Business

UniCredit Signs New European Investment Fund Deal

The Italian lender UniCredit has signed an agreement with the European Investment Fund (EIF) to boost innovative small and medium enterprises (SMEs) throughout the CEE region, via the InnovFin SME guarantee facility, which has now increased to half a billion euros.

“Innovation is in the DNA of the region and by making this new agreement with the EIF we will be able to enhance access to finance for our clients’ growth projects,” Carlo Vivaldi, head of the CEE Division of UniCredit, tells Emerging Europe.

According to the EIF, more than 500 disruptive SMEs in Bosnia and Herzegovina, Bulgaria, Croatia, Czech Republic, Slovakia, Hungary, Romania and Serbia will benefit from an additional 340 million euros support from UniCredit.

“UniCredit has a vast and long-lasting expertise in handling multi-country state and EU-supported programmes in the CEE region and runs, through its banks, European competence centres to advise clients and structure products dedicated to them. This has resulted in more than 2 billion euros approved facilities dedicated to EU-funded projects,” Mr Vivaldi says.

“The geographical reach of the European Fund for Strategic Investments is of paramount importance and under today’s agreement with UniCredit, six central-eastern EU countries will benefit,” commented the European Commission Vice-President Jyrki Katainen, responsible for jobs, growth, investment and competitiveness.

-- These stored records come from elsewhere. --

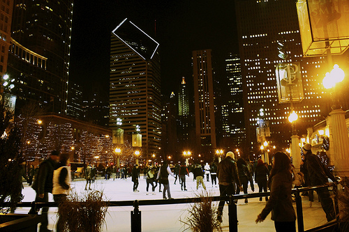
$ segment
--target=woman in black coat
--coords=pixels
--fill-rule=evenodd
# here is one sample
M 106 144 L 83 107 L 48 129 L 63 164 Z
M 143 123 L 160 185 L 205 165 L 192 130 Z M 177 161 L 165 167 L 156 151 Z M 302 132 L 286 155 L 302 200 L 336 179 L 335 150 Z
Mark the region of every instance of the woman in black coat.
M 269 176 L 269 169 L 263 160 L 259 159 L 255 170 L 255 180 L 258 185 L 259 192 L 268 191 L 267 176 Z M 265 201 L 268 201 L 268 196 L 265 196 Z M 262 201 L 262 197 L 260 197 L 260 201 Z
M 296 213 L 292 204 L 291 161 L 281 152 L 275 153 L 270 172 L 270 199 L 257 217 L 255 222 L 263 222 L 272 212 L 276 232 L 296 232 Z

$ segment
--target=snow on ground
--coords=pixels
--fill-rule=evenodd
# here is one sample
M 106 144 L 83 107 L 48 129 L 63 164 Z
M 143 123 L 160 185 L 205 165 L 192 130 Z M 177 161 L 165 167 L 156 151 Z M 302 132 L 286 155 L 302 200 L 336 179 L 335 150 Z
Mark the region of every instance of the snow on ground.
M 193 176 L 186 178 L 186 188 L 188 191 L 181 191 L 179 180 L 177 184 L 174 185 L 174 178 L 169 176 L 170 188 L 171 196 L 174 199 L 195 197 L 198 194 L 204 191 L 200 186 L 198 190 L 196 190 L 196 181 L 193 180 Z M 206 177 L 205 177 L 206 178 Z M 77 192 L 85 192 L 86 181 L 84 180 L 76 180 L 72 182 L 72 187 Z M 205 182 L 207 191 L 211 196 L 219 196 L 219 189 L 212 186 L 211 182 Z M 142 174 L 140 178 L 140 185 L 138 192 L 133 192 L 132 190 L 133 183 L 131 178 L 126 180 L 112 178 L 105 180 L 98 179 L 94 183 L 91 185 L 94 190 L 103 190 L 108 201 L 129 201 L 129 200 L 144 200 L 144 199 L 162 199 L 163 193 L 158 192 L 158 185 L 154 194 L 149 192 L 147 194 L 146 181 Z M 149 187 L 151 190 L 151 187 Z M 163 186 L 161 190 L 163 189 Z M 258 191 L 257 185 L 255 185 L 255 191 Z M 248 187 L 248 192 L 252 192 L 251 187 Z M 28 184 L 24 184 L 24 189 L 22 191 L 24 195 L 24 202 L 31 202 L 35 199 L 35 191 L 31 189 Z M 53 201 L 52 195 L 50 194 L 50 201 Z M 316 199 L 316 196 L 315 196 Z M 304 229 L 308 229 L 318 226 L 326 223 L 326 217 L 319 202 L 315 201 L 311 208 L 309 207 L 308 197 L 302 197 L 303 215 L 304 216 Z M 215 203 L 218 206 L 218 202 Z M 239 200 L 237 206 L 237 217 L 239 220 L 239 231 L 274 231 L 274 222 L 270 219 L 270 215 L 262 223 L 256 224 L 255 220 L 257 215 L 260 212 L 265 205 L 265 201 L 259 201 L 258 199 L 248 199 L 248 203 L 244 203 L 244 200 Z M 181 221 L 185 221 L 188 209 L 191 204 L 176 204 L 176 205 L 158 205 L 140 206 L 142 217 L 142 231 L 149 232 L 170 232 L 184 231 L 187 226 Z M 296 209 L 294 203 L 295 210 Z M 29 208 L 17 208 L 17 213 L 27 213 Z M 103 227 L 103 231 L 131 231 L 131 212 L 133 210 L 133 207 L 110 207 L 106 216 L 106 224 Z M 49 210 L 49 229 L 55 231 L 55 223 L 57 221 L 56 208 L 50 208 Z M 224 206 L 223 218 L 222 227 L 223 231 L 229 231 L 228 206 Z M 190 231 L 190 230 L 188 230 Z

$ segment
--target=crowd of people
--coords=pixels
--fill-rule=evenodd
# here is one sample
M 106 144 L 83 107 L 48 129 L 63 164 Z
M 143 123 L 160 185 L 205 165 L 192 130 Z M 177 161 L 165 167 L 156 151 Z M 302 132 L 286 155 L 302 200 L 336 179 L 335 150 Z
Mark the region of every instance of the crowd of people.
M 98 174 L 105 180 L 131 178 L 133 182 L 133 191 L 139 192 L 139 178 L 142 173 L 143 178 L 147 180 L 147 192 L 154 192 L 158 187 L 158 191 L 163 192 L 163 199 L 172 199 L 168 176 L 174 178 L 174 185 L 178 180 L 182 191 L 187 190 L 186 177 L 188 177 L 191 172 L 193 173 L 193 180 L 196 181 L 196 190 L 202 186 L 206 190 L 205 180 L 209 183 L 210 178 L 211 187 L 216 187 L 218 178 L 221 196 L 239 194 L 241 192 L 247 194 L 248 184 L 251 185 L 251 190 L 255 192 L 255 183 L 259 192 L 270 190 L 270 196 L 265 196 L 265 208 L 258 215 L 256 222 L 262 222 L 272 212 L 272 219 L 274 221 L 276 231 L 295 231 L 296 216 L 292 206 L 295 201 L 291 194 L 292 188 L 324 185 L 329 182 L 329 179 L 334 183 L 337 182 L 319 157 L 312 153 L 310 144 L 305 144 L 303 150 L 304 155 L 300 171 L 296 170 L 290 157 L 281 152 L 273 155 L 272 164 L 265 163 L 261 159 L 253 161 L 248 159 L 245 160 L 242 157 L 236 159 L 232 151 L 228 152 L 225 157 L 218 164 L 211 162 L 205 165 L 195 164 L 187 167 L 185 162 L 181 162 L 180 165 L 177 164 L 170 168 L 165 160 L 158 166 L 140 167 L 135 164 L 133 167 L 120 168 L 107 166 L 98 167 L 100 171 L 98 171 L 94 164 L 87 164 L 83 169 L 86 179 L 85 190 L 91 190 L 91 183 L 95 181 Z M 59 154 L 57 150 L 53 150 L 50 157 L 36 168 L 30 165 L 27 174 L 26 179 L 29 185 L 36 192 L 36 201 L 48 202 L 48 194 L 52 193 L 54 201 L 58 204 L 66 199 L 69 192 L 70 181 L 74 180 L 75 176 L 69 166 L 69 155 Z M 150 190 L 149 186 L 151 186 Z M 163 187 L 163 191 L 161 186 Z M 323 188 L 316 192 L 327 221 L 334 219 L 336 214 L 329 190 Z M 311 206 L 313 192 L 309 191 L 305 192 L 304 195 L 309 196 Z M 262 201 L 262 198 L 260 197 L 259 200 Z M 248 203 L 247 199 L 244 201 L 245 203 Z M 222 222 L 225 203 L 225 201 L 221 200 L 218 204 L 217 219 L 219 222 Z M 47 207 L 42 209 L 42 214 L 46 217 L 40 225 L 40 231 L 50 231 L 47 228 Z M 57 231 L 61 231 L 58 222 Z

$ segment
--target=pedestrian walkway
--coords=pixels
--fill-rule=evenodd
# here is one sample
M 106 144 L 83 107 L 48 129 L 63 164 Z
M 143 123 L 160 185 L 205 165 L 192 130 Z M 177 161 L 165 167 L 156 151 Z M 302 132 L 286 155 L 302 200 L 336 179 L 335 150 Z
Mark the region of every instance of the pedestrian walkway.
M 178 180 L 177 185 L 174 185 L 174 179 L 169 177 L 170 188 L 171 195 L 173 198 L 187 198 L 196 197 L 198 194 L 204 191 L 202 186 L 196 190 L 196 181 L 193 181 L 191 176 L 186 178 L 186 188 L 188 191 L 181 191 L 181 185 Z M 75 180 L 72 183 L 74 190 L 78 193 L 85 192 L 84 180 L 81 181 Z M 205 182 L 207 191 L 211 196 L 219 196 L 218 186 L 212 186 L 210 182 Z M 158 185 L 154 194 L 147 192 L 146 181 L 141 175 L 140 178 L 140 185 L 138 192 L 133 192 L 133 183 L 131 178 L 126 180 L 112 178 L 108 180 L 98 179 L 91 185 L 94 190 L 103 190 L 105 195 L 105 200 L 107 201 L 129 201 L 129 200 L 145 200 L 145 199 L 162 199 L 162 192 L 158 191 Z M 163 189 L 163 187 L 162 187 Z M 150 188 L 151 189 L 151 188 Z M 256 191 L 258 190 L 257 185 L 255 186 Z M 87 190 L 88 191 L 88 190 Z M 252 191 L 248 189 L 248 192 Z M 148 193 L 148 194 L 147 194 Z M 35 199 L 35 191 L 27 184 L 24 184 L 24 189 L 22 191 L 24 199 L 22 201 L 31 202 Z M 52 195 L 50 194 L 50 201 L 53 201 Z M 316 197 L 315 197 L 316 199 Z M 302 197 L 303 215 L 304 215 L 304 229 L 320 226 L 326 223 L 326 217 L 322 211 L 319 202 L 315 201 L 312 207 L 309 207 L 308 197 Z M 218 202 L 215 203 L 218 205 Z M 262 223 L 256 224 L 255 220 L 257 215 L 260 212 L 265 205 L 265 201 L 259 201 L 259 199 L 248 199 L 248 203 L 244 203 L 244 200 L 239 200 L 237 206 L 237 217 L 239 220 L 238 229 L 240 232 L 250 231 L 274 231 L 274 222 L 270 219 L 270 215 Z M 190 204 L 176 204 L 176 205 L 162 205 L 162 206 L 140 206 L 142 212 L 142 231 L 156 232 L 156 231 L 183 231 L 187 227 L 181 221 L 185 221 L 188 215 L 188 208 Z M 295 203 L 294 204 L 296 209 Z M 27 213 L 29 208 L 17 208 L 17 213 Z M 110 207 L 106 217 L 106 224 L 103 231 L 131 231 L 131 211 L 133 207 Z M 55 222 L 57 221 L 56 208 L 51 208 L 49 210 L 49 229 L 55 229 Z M 223 231 L 229 231 L 228 206 L 224 207 L 223 218 L 222 222 Z

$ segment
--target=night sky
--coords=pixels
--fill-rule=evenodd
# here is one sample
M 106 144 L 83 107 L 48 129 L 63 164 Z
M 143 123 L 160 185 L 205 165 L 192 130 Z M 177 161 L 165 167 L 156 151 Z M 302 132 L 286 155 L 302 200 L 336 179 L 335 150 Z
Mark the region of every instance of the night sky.
M 127 17 L 160 43 L 162 93 L 176 93 L 182 76 L 191 81 L 192 51 L 211 49 L 218 69 L 228 52 L 238 52 L 234 2 L 75 0 L 70 80 L 85 93 L 96 86 L 107 92 L 110 33 Z

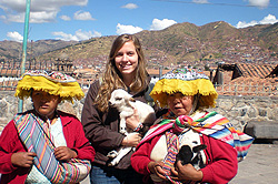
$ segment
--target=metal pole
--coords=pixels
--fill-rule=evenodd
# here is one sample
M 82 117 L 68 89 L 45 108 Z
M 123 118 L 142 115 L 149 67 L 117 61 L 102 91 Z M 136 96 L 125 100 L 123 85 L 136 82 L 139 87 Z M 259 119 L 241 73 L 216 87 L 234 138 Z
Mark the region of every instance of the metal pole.
M 30 4 L 31 0 L 26 0 L 24 34 L 22 44 L 22 61 L 20 67 L 20 75 L 22 75 L 26 72 L 26 50 L 27 50 L 28 30 L 29 30 Z M 23 101 L 19 100 L 18 112 L 22 111 L 23 111 Z

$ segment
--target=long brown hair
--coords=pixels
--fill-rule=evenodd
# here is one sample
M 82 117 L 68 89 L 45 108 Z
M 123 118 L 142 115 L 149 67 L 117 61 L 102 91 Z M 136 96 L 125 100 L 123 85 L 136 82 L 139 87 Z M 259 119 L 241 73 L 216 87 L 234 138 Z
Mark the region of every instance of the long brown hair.
M 126 42 L 132 41 L 138 54 L 138 67 L 136 69 L 136 76 L 130 84 L 129 90 L 132 92 L 140 92 L 147 86 L 147 70 L 146 61 L 142 52 L 142 48 L 139 39 L 133 34 L 121 34 L 115 41 L 110 50 L 109 61 L 106 64 L 106 71 L 103 73 L 102 82 L 98 91 L 98 95 L 95 100 L 98 109 L 101 112 L 108 111 L 108 100 L 111 96 L 111 92 L 116 89 L 126 89 L 128 86 L 122 81 L 122 74 L 117 69 L 115 58 L 118 51 Z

The InnovFin SME Guarantee Facility was launched within the Horizon 2020 program, providing guarantees and counter-guarantees on debt financing of between 25,000 and 7.5 million euros in order to improve access to loan finance for innovative small and medium-sized enterprises and small mid-caps (up to 499 employees).

“Flows of EU funds to CEE will remain significant in the coming years (between 1.5 per cent and 3 per cent of GDP per year on average), and this will represent a driver for economic activity. For us it will also represent an opportunity to support access to both grants and financial instruments through dedicated banking products and services with better pricing,” Mr Vivaldi adds.